Cesarini: „Die Überschrei­bungen machen Euch zu einem reichen Mann. Ihr besitzt jetzt so viele Pfründe wie ein Kardinal der Kurie“.

Dann steht Cesarini auf und begibt sich zu einer Vitrine. Er holt jene Flasche Wein hervor, die ihm Cusanus in Basel geschenkt hat (siehe Szene 3). Der Zuschauer soll die Flasche an ihrer Form oder am Etikett sofort wiedererkennen.

Bevor Cesarini die Flasche öffnet und einschenkt, fragt er Cusa­nus, ob er die Flasche wiedererkenne.

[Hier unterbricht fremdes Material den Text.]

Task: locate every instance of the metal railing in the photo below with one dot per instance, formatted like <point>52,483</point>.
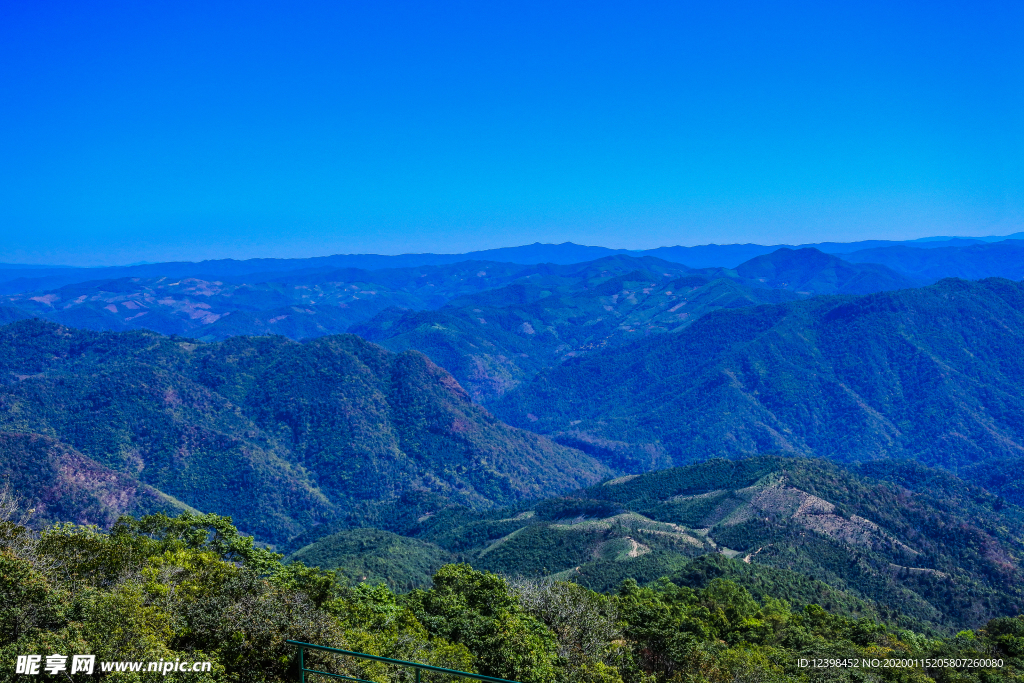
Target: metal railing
<point>363,655</point>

Cusanus bemerkt, er habe damals, in Basel den Eindruck gehabt, dass Cesarini das Geschenk überhaupt nicht wahrgenommen beziehungsweise die Flasche nach dem Ende der Audienz habe weg­räumen lassen.

Cesarini: „Die Kirche Gottes sieht alles, behält alles und vergisst nichts“.

Sie heben die Becher, während Cesarini sagt: "Auf den roten Hut, den Ihr bald tragen werdet!"

Danach wird die lockere Atmosphäre wieder kühler. Cesarini erklärt Niko­laus die politische Lage. Das Baseler Konzil, das  immer noch tage, habe einen Gegenpapst gewählt, der sich Amadeus VIII nenne. Das Problem sei, dass sich die deutschen Fürsten unter ihrem neuen Konig Friedrich III so­wohl gegenüber Papst Eugen als auch gegenüber dem sogenannten Amadeus neutral verhielten. Papst Eugen, das wisse Nikolaus, sei jedoch auf die Unterstützung der deutschen Fürsten angewiesen - nicht zuletzt wegen der vielen Pfründen, die sich in deutscher Hand befänden. Aber ebenso wichtig sei: Ohne die Hilfe der Deutschen könne Papst Eugen dem byzantinischen Kaiser keine wirksame Hilfe für den Kampf gegen die Türken versprechen. Aus diesem Grunde werde Cusanus sich einer päpstlichen Delegation anschließen, um auf den Reichsfürstentagen die Deutschen aus ihrer Neutralität zu locken und auf Seiten des Papstes zu ziehen.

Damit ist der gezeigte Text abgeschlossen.